Un peu plus loin le titre Lessons revient sur sa rupture avec Maya Jama en Août dernier après qu’il l’ait trompé aux yeux du monde entier. En toute honnêteté, si les excuses publiques peuvent paraître appréciables, pas sure qu’il soit nécessaire de revenir dessus avec un morceau que des millions de personnes écouteront. Peut-être que l’humiliation était déjà assez grande au moment des faits et que les auditeurs non intéressés par les gossips n’avaient pas besoin d’être des spectateurs de plus de cet événement peu agréable pour la jeune femme.

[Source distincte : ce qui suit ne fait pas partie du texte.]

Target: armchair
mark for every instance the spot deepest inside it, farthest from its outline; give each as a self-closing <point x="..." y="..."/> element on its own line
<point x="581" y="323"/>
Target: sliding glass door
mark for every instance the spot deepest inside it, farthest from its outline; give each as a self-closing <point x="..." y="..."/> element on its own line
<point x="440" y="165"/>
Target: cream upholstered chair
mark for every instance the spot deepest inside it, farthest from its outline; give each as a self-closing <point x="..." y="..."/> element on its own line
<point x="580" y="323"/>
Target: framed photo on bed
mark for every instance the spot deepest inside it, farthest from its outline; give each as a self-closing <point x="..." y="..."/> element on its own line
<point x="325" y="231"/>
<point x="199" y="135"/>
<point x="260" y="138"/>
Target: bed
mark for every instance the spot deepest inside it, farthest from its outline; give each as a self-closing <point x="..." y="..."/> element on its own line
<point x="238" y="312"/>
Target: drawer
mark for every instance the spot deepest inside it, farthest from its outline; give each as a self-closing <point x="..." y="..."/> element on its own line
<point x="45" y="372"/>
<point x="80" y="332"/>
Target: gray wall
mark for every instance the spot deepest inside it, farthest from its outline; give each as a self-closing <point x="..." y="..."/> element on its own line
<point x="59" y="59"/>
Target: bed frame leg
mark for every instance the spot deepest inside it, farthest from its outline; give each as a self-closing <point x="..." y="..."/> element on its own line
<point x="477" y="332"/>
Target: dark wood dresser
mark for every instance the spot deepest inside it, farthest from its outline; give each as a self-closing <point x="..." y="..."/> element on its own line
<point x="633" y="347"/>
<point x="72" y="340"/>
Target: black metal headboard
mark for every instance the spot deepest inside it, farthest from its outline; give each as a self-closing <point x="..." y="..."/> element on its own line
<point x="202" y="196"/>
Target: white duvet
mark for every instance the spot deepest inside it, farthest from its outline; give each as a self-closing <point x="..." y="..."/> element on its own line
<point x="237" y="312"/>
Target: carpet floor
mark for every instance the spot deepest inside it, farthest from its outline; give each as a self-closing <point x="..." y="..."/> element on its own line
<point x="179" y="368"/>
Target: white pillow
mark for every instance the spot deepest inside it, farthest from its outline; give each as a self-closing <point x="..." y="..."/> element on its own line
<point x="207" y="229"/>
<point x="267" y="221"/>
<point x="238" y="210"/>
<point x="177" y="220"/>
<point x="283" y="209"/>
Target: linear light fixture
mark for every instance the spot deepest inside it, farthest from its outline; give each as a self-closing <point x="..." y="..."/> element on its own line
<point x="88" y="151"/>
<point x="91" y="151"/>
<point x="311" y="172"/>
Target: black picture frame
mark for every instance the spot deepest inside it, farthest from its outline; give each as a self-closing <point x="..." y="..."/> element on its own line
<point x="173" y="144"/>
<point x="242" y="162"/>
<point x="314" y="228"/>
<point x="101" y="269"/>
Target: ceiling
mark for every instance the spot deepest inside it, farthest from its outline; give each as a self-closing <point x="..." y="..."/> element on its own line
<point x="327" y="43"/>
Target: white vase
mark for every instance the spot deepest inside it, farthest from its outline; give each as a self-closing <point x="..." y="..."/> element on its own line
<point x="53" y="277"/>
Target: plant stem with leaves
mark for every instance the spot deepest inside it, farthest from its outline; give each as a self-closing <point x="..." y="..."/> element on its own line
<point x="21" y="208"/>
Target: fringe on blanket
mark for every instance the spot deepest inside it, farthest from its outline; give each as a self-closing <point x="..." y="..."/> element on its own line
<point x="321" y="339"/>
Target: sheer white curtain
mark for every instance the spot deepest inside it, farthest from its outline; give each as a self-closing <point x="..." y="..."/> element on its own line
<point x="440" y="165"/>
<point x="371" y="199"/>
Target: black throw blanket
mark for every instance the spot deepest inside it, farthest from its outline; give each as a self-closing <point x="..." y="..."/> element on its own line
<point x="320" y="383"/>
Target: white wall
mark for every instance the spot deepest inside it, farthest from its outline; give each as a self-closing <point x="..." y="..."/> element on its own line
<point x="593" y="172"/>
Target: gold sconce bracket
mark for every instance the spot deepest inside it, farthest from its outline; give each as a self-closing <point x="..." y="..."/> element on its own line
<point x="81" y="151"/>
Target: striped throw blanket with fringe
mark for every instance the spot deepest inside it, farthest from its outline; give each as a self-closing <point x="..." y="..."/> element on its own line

L’album se clôture sur Vossi Bop, premier single a être sorti depuis son album de 2017, hommage à la fameuse danse du même nom et petit hit aux 72 millions de vues. Durant 54 minutes Stormzy nous dévoile son évolution, son aisance ou malaise à revendiquer la couronne dont il s’affuble pourtant fièrement. Il s’autorise à peu près toutes les expérimentations sonores possibles mais se cale néanmoins sur des productions raisonnablement aventureuses. Heavy is the head est à la fois un point d’arrivée, celui qui après ces années et ces engagements le place comme porte parole de la scène grime mais aussi un point de départ pour un futur hors d’une scène dont il maîtrise visiblement déjà l’intégralité des codes.